I have created a small Integration test where I pass a custom Source and
Custom Sink Collector so that I can verify the results.
I go inspired by this project to do the testing,
https://github.com/knaufk/flink-testing-pyramid/blob/master/src/test/java/com/github/knaufk/testing/java/StreamingJobIntegrationTest.java
This is a snipped from my Integration Test. 0L is the event timestamp
that will be used by the flink job. So here I'm firing all the events at
1970-01-01 00:00:00
ParallelSourceFunction<List<ObjectNode>> source =
new ParallelCollectionSource(
Arrays.asList(
new Tuple2<>(1L, new Event("1", "111", "impression", "A", 0L)),
new Tuple2<>(1L, new Event("1", "111", "click", "A", 0L)),
new Tuple2<>(1L, new Event("2", "111", "impression", "A", 0L)),
new Tuple2<>(1L, new Event("2", "111", "click", "A", 0L)),
new Tuple2<>(1L, new Event("3", "111", "impression", "A", 0L)),
new Tuple2<>(1L, new Event("4", "111", "impression", "A", 0L)),
new Tuple2<>(1L, new Event("4", "111", "click", "A", 0L))));
CollectingSink sink =new CollectingSink();
new Pipeline().execute(source, sink);
(https://github.com/knaufk/flink-testing-pyramid/blob/master/src/test/java/com/github/knaufk/testing/java/utils/ParallelCollectionSource.java)

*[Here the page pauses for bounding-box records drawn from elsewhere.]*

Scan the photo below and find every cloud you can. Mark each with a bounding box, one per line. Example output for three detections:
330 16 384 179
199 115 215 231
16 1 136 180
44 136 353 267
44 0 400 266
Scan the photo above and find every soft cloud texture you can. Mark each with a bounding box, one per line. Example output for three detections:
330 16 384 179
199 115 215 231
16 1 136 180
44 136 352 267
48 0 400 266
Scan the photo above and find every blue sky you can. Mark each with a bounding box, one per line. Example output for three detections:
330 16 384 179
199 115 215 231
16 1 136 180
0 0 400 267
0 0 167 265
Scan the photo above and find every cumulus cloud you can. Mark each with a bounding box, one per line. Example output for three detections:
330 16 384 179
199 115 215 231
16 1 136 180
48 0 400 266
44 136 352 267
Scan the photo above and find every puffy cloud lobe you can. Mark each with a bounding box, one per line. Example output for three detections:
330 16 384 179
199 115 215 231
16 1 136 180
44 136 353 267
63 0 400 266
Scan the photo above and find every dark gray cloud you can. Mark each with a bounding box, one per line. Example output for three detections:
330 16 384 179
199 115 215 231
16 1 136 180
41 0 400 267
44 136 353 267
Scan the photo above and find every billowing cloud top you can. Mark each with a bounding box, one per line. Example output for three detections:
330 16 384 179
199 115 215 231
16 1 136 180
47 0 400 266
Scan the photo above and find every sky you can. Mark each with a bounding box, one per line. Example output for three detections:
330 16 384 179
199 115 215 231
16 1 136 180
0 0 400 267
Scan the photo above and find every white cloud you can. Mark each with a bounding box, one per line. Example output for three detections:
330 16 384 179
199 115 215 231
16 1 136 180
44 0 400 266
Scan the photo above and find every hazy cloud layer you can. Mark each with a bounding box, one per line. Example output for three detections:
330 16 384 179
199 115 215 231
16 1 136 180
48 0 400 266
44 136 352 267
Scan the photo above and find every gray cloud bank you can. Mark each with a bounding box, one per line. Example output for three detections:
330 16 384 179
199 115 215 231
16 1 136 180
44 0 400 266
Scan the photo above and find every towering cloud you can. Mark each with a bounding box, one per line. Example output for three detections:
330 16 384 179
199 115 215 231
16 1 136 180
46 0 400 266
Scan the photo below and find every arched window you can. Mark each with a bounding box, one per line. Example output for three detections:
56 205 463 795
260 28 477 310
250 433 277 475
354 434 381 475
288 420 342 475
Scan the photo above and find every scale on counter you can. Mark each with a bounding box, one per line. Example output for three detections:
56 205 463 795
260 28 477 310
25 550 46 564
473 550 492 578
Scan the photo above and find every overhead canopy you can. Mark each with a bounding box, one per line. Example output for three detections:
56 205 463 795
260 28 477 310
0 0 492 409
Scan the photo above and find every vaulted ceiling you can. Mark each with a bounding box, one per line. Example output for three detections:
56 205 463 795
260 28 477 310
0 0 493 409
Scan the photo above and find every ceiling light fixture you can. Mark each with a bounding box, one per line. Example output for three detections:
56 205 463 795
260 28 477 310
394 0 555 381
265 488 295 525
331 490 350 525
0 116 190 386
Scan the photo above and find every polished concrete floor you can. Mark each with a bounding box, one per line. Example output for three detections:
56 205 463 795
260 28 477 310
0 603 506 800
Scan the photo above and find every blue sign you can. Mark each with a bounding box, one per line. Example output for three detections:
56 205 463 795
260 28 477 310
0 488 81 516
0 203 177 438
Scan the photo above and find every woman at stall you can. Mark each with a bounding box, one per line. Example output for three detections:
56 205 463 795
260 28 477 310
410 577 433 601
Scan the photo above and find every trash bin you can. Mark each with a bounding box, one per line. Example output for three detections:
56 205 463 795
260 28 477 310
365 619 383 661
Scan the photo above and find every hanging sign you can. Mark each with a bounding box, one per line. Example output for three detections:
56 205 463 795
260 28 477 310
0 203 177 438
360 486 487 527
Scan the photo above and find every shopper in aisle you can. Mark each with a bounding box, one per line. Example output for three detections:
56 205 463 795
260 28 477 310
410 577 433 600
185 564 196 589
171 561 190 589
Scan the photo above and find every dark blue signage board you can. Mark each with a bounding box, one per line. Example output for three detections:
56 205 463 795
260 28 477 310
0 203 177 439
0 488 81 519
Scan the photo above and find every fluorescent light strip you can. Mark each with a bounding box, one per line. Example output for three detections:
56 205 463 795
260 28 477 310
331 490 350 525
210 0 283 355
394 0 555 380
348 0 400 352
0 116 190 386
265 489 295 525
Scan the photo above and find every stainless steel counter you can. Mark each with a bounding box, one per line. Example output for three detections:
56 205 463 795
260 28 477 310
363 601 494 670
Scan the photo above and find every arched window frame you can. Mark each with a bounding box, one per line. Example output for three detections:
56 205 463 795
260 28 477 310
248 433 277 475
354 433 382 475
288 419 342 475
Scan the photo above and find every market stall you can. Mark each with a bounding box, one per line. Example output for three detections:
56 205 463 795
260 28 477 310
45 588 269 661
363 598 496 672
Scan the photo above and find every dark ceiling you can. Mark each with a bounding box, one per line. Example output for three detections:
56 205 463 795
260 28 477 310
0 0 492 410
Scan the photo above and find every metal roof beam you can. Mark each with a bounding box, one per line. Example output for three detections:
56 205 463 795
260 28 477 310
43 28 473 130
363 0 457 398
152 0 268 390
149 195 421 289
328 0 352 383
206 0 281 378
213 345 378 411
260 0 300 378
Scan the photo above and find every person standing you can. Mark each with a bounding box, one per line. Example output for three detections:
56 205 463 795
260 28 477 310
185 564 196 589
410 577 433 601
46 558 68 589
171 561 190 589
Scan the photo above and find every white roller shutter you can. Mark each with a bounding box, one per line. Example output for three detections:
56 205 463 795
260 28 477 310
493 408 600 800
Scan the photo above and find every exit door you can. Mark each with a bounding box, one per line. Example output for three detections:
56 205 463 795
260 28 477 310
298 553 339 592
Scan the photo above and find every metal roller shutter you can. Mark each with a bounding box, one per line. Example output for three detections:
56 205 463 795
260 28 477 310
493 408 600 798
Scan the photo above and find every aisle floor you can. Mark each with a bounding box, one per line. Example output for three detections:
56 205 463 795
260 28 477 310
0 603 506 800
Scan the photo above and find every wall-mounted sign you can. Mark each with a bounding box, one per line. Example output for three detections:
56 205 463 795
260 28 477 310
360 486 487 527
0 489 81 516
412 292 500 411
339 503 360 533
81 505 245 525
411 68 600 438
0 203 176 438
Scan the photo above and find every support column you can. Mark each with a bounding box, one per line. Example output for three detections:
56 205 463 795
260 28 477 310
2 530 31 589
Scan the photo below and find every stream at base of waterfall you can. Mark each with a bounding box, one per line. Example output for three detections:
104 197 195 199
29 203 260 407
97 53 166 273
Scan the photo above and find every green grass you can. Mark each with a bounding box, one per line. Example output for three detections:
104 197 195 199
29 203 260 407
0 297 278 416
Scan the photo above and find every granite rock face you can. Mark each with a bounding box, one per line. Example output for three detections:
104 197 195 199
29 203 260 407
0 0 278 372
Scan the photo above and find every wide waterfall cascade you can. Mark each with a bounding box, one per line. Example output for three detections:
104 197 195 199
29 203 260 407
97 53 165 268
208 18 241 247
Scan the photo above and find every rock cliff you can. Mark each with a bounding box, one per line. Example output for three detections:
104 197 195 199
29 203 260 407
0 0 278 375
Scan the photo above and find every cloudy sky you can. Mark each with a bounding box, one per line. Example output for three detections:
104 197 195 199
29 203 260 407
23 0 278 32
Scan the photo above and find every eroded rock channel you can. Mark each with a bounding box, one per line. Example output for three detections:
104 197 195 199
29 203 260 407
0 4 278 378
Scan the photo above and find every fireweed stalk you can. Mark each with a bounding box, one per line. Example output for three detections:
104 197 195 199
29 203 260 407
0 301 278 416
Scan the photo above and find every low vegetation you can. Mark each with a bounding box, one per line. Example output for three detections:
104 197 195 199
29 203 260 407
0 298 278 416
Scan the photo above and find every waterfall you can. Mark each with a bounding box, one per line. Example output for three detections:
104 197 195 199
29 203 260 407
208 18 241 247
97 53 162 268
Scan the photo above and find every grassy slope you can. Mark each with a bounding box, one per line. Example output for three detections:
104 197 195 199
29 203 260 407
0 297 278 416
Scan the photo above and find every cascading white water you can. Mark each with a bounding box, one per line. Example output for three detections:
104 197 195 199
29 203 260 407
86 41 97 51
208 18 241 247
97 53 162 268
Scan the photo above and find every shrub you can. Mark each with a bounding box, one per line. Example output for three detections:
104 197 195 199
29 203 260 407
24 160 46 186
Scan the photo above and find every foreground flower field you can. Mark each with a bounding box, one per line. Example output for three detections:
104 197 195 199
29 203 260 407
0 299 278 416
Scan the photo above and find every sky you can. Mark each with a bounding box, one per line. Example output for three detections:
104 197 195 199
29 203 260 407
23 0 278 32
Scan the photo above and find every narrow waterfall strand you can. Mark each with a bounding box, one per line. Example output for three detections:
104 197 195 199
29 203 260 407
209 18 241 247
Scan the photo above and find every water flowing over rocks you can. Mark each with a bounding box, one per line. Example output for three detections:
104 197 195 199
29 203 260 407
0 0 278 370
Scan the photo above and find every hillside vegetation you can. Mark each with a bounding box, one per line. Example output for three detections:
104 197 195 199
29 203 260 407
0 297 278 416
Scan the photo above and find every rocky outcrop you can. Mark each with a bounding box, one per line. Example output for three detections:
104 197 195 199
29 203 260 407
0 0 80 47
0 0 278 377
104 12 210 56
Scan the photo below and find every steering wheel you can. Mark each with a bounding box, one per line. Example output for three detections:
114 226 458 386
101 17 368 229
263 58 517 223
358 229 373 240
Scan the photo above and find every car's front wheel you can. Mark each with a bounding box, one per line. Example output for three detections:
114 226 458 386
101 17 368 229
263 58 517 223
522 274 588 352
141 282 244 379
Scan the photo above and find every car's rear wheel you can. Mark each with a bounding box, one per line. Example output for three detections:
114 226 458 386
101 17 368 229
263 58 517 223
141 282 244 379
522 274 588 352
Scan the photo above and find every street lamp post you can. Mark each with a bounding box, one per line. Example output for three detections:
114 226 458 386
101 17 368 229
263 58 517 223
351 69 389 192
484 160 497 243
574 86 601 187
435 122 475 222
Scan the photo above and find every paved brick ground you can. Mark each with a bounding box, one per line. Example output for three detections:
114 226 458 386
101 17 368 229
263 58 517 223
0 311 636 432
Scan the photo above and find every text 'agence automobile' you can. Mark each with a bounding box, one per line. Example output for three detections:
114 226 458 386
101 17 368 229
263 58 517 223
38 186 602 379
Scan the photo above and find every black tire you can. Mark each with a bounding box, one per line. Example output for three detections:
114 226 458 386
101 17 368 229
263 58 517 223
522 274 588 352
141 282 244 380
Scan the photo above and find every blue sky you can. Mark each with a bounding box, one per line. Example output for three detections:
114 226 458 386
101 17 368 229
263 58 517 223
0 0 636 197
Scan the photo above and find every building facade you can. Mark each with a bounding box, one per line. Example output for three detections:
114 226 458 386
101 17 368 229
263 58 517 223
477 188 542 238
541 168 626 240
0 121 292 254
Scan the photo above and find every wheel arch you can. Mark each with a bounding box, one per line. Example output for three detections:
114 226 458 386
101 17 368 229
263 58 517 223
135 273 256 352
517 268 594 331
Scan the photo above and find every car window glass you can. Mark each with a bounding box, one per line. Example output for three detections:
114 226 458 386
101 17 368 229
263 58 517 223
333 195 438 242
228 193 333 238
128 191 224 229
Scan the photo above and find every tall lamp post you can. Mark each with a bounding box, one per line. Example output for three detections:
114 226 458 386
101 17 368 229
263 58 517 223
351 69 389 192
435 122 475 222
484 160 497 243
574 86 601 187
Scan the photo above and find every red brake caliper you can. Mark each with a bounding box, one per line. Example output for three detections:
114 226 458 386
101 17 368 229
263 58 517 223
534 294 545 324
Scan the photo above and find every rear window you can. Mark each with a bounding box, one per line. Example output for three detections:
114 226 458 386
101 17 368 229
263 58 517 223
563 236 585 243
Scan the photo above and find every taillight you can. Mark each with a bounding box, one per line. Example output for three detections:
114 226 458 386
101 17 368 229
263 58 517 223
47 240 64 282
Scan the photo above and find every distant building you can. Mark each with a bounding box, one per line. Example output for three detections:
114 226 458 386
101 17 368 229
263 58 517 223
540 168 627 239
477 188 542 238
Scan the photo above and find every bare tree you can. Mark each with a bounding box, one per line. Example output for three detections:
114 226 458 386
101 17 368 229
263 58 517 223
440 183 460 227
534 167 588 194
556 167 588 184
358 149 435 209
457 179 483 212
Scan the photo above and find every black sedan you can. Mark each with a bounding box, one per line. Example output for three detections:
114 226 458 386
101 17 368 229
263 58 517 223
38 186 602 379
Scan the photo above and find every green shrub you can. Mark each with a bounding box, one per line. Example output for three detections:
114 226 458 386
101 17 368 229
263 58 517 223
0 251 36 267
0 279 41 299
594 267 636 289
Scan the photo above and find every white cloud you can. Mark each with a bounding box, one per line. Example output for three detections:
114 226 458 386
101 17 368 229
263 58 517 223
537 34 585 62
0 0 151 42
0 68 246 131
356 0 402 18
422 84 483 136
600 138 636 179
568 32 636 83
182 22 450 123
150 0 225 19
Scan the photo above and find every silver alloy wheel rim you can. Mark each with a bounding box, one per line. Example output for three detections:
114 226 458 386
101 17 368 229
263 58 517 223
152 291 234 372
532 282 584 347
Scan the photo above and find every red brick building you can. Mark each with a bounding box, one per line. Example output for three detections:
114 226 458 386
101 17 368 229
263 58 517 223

My Flink pipeline uses a Tumbling Window of 1 minute and I add to the
objects (which has a filed java.sql.Timestamp) the window.rowTime which
is written to the sink.
When I check the results in sink.result all the timestamp.getTime() are
using my computer timezone (gtm +1).
For example the first window which is 1970-01-01 00:00:59.999 has as
timestamp.getTime() of `-3540001`
I expected it to beĀ 59999 which would really corespong to 1970-01-01
00:00:59.999.
Is this a bug or do I have to setup something in order for Flink to
consider all the timestamp UTC ?
Thank you!